Resolução de casos práticos


(Disclaimer: tem por fonte apenas o Manuel do Prof. Figueiredo Dias; não contém história
nem divergências doutrinárias.)

PASSO 1 – identifica o tipo incriminador a que vais tentar imputar o resultado, i.e., vais
analisar a acção para decidires a imputação face a que crime.

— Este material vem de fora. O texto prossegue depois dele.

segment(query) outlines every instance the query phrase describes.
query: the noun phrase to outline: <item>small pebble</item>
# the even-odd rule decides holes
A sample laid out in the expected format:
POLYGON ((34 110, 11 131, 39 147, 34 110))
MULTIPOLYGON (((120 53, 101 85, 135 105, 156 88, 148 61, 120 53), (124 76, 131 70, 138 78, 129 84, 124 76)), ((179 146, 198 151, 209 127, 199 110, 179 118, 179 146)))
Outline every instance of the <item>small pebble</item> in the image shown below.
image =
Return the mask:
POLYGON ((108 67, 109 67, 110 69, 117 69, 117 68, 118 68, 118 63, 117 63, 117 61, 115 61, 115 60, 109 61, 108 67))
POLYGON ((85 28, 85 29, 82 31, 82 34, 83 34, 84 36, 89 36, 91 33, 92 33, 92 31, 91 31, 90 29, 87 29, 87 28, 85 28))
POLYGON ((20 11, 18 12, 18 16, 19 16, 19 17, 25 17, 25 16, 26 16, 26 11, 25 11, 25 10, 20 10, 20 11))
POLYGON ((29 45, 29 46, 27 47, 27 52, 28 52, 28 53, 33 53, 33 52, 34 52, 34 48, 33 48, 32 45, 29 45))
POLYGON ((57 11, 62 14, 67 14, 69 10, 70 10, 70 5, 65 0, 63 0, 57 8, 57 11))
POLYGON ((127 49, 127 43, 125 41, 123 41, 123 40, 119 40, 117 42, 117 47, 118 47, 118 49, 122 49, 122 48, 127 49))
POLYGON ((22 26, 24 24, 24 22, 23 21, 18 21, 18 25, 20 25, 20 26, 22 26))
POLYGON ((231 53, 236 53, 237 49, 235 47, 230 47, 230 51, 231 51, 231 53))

1.Concurso efectivo ou concurso de crimes: constitui a situação em que o agente comete


efectivamente vários crimes e a sua responsabilidade contempla todas essas infracções
praticadas;
2. Concurso aparente ou legal ou de normas: uma vez que a conduta do agente só
formalmente preenche vários tipos de crimes, na concretização da sua responsabilidade a
aplicação de um dos crimes afasta a aplicação de outro ou outras de que o agente tenha
também preenchido os elementos típicos. 2.1 Especialidade – um dos tipos contém todos os
elementos do outro e mais alguns: aplica-se o especial; 2.2.Subsidariedade – 2.2.1, expressa,
quando a lei impõe a subsidiariedade e 2.2.2., implícita, quando se deduz da abrangência do
tipo essa relação (por ex., não se aplicará a pena relativa aos actos de preparação (art. 271º)
quando haja consumação desse acto – pune-se só pela consumação; ou, por ex. os crimes de
perigo são subsidiários relativamente aos crimes de dano) 2.3. Consumpção - quando o
conteúdo de um ilícito-típico inclui em regra o de outro facto, de tal modo que a condenação
pelo ilícito-típico mais grave exprime já o desvalor de todo o comportamento.

PASSO 2

Identificar a posição do agente em análise

Autor – todo aquele que executa, total ou parcialmente, a conduta que realiza o tipo de ilícito.
Dada a teoria do domínio do facto, pode-se precisar que é autor aquele que tem o domínio do
facto e pode decidir se ele ocorrerá ou não (não se aplica esta teoria nos crimes negligentes ou
de omissão). Art. 26.
Imediato – o que executa por suas próprias mãos.
Mediato - executa por intermédio de outrem; todos os pressupostos de punibilidade têm de
ocorrer face a este. Só o autor mediato tem domínio do facto. O instrumento (pessoa utilizada
pelo autor mediato) actua atipicamente, mais comummente por actuar sem dolo do tipo (por
não saber, por ex., que está a praticar um crime), ou por actuar sem culpa (não tem o domínio
da sua vontade).
Co-autoria – quando vários tomam parte directa na execução do facto. Por representar uma
decisão conjunta, é justificado responsabilizar pela totalidade do resultado o co-autor que só
participou em parte da acção. Cada co-autor é punido na moldura penal prevista para o facto
decidido e executado conjuntamente, tal como se o tivesse cometido sozinho.
Instigador – 26/1, 4ª alternativa, o que dolosamente determina outro à prática do facto.
Fronteira ténue com o cúmplice que induz à pratica do facto. O instigador cria no executor a
decisão de atentar contra um certo bem jurídico-penal através da comissão de um concreto
ilícito típico: tem o domínio da decisão. Tanto é autor o instigador como o executor.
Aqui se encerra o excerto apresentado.